出張中、日課になっていたお母さんへの電話を終えて、ふぅと息をついてベッドに座った。
一週間、色んなホテルを転々としたけど、ホテル暮らしって慣れない。

もちろん、慣れないだけで、快適じゃないわけじゃない。
ベッドはふかふかだし、部屋だって綺麗だ。テレビだってもちろん見られるし。
それに……いくら散らかしたって、片付けろよって言う、恭くんもいない、し。

『おまえは何度言ったら分かるんだよ。俺がいないとこの部屋そのうち爆発すんじゃねーの』

そう言って呆れたように笑われたのは多分、同棲を始めてすぐの頃だったのかなと思う。

少なくともここ半年ではないはずだ。

ゴロンとベッドに仰向けになって……ぼんやりとした後、握ったままのスマホを目の前に持ち上げて眺める。

アドレス変更をしたのなんて初めてだったから、ちょっと手間取った。着信拒否も。
初めて携帯を買ってもらった時は、アドレス登録できない私を見かねた恭くんが、貸せよってやってくれたから。

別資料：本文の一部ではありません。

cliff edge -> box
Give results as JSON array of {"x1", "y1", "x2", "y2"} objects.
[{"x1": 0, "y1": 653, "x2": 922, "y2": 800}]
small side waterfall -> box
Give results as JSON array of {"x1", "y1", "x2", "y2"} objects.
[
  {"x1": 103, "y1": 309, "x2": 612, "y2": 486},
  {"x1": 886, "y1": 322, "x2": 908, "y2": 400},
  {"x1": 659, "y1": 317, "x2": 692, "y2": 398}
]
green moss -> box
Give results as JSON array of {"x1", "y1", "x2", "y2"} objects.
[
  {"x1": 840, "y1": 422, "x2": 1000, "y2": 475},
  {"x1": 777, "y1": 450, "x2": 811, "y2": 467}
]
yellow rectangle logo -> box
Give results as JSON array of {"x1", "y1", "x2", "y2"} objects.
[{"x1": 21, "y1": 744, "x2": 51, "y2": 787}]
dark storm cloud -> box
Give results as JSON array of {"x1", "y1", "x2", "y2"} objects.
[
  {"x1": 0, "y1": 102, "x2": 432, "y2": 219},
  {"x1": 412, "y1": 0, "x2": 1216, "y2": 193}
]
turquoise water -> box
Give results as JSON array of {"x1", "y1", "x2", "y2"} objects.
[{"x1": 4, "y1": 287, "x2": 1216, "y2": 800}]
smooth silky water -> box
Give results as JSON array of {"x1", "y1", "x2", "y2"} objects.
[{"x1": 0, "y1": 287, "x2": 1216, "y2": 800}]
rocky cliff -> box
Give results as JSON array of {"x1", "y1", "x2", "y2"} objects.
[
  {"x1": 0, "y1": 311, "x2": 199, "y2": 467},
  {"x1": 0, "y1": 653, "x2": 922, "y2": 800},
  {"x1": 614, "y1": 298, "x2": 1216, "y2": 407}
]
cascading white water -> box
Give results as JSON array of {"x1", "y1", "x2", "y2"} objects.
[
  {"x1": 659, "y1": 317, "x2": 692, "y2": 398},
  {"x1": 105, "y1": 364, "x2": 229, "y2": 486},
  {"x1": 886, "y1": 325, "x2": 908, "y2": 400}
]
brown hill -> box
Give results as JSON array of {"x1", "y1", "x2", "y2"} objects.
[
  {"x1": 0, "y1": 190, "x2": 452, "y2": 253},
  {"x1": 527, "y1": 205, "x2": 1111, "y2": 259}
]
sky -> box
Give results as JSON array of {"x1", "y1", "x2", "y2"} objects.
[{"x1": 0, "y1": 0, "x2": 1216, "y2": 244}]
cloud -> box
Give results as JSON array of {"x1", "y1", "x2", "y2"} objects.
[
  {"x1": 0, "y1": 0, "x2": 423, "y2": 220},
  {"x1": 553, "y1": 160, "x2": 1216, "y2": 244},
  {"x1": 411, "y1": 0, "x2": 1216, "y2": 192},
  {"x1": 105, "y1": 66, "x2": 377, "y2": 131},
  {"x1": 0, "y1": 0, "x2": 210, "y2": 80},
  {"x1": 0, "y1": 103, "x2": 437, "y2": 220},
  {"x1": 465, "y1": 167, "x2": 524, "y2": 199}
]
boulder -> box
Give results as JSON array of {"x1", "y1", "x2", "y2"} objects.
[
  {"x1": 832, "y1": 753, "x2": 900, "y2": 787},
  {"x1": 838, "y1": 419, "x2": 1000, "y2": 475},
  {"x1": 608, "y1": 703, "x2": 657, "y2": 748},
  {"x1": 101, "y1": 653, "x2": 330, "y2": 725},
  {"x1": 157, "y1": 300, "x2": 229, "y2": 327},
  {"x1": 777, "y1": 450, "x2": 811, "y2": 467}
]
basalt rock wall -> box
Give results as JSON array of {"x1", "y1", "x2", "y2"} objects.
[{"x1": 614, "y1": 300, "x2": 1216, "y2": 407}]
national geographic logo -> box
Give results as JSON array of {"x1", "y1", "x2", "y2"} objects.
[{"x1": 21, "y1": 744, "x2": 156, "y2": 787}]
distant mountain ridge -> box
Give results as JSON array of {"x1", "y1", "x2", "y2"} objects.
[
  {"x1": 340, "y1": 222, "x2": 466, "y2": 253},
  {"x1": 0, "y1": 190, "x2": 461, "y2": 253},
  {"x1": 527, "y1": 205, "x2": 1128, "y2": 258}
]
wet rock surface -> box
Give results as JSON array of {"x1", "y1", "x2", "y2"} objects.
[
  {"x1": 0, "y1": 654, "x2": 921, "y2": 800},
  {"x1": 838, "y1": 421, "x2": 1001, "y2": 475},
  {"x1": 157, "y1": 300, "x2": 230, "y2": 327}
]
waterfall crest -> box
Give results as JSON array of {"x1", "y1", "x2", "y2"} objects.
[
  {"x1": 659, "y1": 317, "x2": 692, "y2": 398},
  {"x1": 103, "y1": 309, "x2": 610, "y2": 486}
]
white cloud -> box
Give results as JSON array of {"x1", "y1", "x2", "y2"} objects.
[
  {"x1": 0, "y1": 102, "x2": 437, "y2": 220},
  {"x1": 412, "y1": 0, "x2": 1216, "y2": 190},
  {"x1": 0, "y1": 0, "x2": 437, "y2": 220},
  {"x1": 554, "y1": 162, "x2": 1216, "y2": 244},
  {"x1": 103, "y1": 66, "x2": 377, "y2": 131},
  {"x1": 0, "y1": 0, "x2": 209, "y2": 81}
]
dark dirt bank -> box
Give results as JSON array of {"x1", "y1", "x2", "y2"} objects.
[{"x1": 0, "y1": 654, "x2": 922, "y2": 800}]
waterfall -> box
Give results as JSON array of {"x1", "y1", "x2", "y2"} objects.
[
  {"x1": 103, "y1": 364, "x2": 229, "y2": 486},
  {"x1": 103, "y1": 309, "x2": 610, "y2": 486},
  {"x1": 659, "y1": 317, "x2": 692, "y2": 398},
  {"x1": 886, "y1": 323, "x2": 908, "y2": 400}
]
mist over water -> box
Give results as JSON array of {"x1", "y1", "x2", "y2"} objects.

アドレスを変えたり着信拒否したのは、恭くんへの意地悪だとかそんなんじゃない。
だってきっと恭くんは、私にメールも電話もしてないだろうし。
アドレスが変わった事も、着信拒否した事も気づかないんだと思う。

だから、恭くんを困らせたいとか、そういうんじゃない。

私がこんな事したのはただ、メールを、電話を、待ちたくなかったから。期待したくなかったから。